A voice-controlled virtual assistant–Siri, Alexa, Cortana, or Google Home–is only as good as the data that powers it. Training these programs to understand what you are saying requires a whole lot of real-world examples of human speech.
That gives existing voice recognition companies a built-in advantage, because they have already amassed giant collections of sample speech data that can be used to train their algorithms. A startup with hopes of competing in this arena would have to acquire its own set of voice audio files, perhaps from an existing archive such as the roughly 300-hour corpus built from TED Talk transcriptions.
Developers generally need access to hundreds or thousands of hours of audio, says Alexander Rudnicky, a research professor at Carnegie Mellon University and director of the Carnegie Mellon Speech Consortium.
Google acknowledged as much on Thursday, in releasing a crowdsourced dataset of global voice recordings. The 65,000 one-second audio clips include people from around the world saying simple command words–yes, no, stop, go and the like. This comes just a couple of weeks after Mozilla, the organization behind the open source Firefox browser, recently introduced a new project called Common Voice. Their goal is to build a freely available, crowdsourced dataset of voice samples from around the world, speaking a wide variety of sample words and sentences.
Google’s recordings were collected as part of the AIY do-it-yourself artificial intelligence program, designed to enable makers to experiment with machine learning. “The infrastructure we used to create the data has been open sourced too, and we hope to see it used by the wider community to create their own versions, especially to cover underserved languages and applications,” wrote software engineer Pete Warden in announcing the release.
In full, it’s more than a gigabyte of sound, but that’s just a tiny fraction of the total amount of voice data Google has collected to train its own AI systems. The company once opened an automated directory assistance service which, it turned out, was primarily a way for them to gather human voice data.
Amazon’s Alexa transmits voice queries from its users to a server, where they’re used to further train the tool. Apple teaches Siri new languages and dialects by hiring speakers to read particular passages of known text, and by having humans transcribe snippets of audio from the service’s speech-to-text dictation mode. Microsoft has reportedly set up simulated apartments around the world to grab audio snippets in a homelike setting to train its Cortana digital assistant.

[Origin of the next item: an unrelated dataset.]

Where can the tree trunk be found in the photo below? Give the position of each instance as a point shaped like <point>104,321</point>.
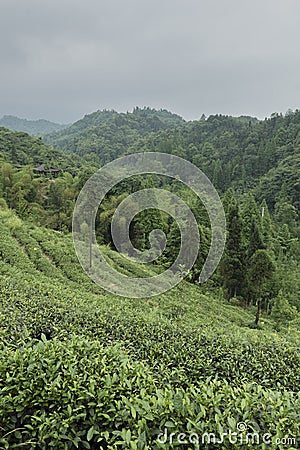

All of that is privately held, and generally unavailable to academics, researchers, or would-be competitors. That’s why Mozilla decided to launch its Common Voice project.
“As we started on building on these systems, we found that we could build on the works of others in terms of algorithms, and do our own innovative work in terms of algorithms, but for all of these, the data curation, creation and aggregation was a challenge,” says Sean White, Mozilla’s SVP of emerging technology. “if you wanted to do a new speech-recognition system, you couldn’t just go out and find a high-quality data set to use.”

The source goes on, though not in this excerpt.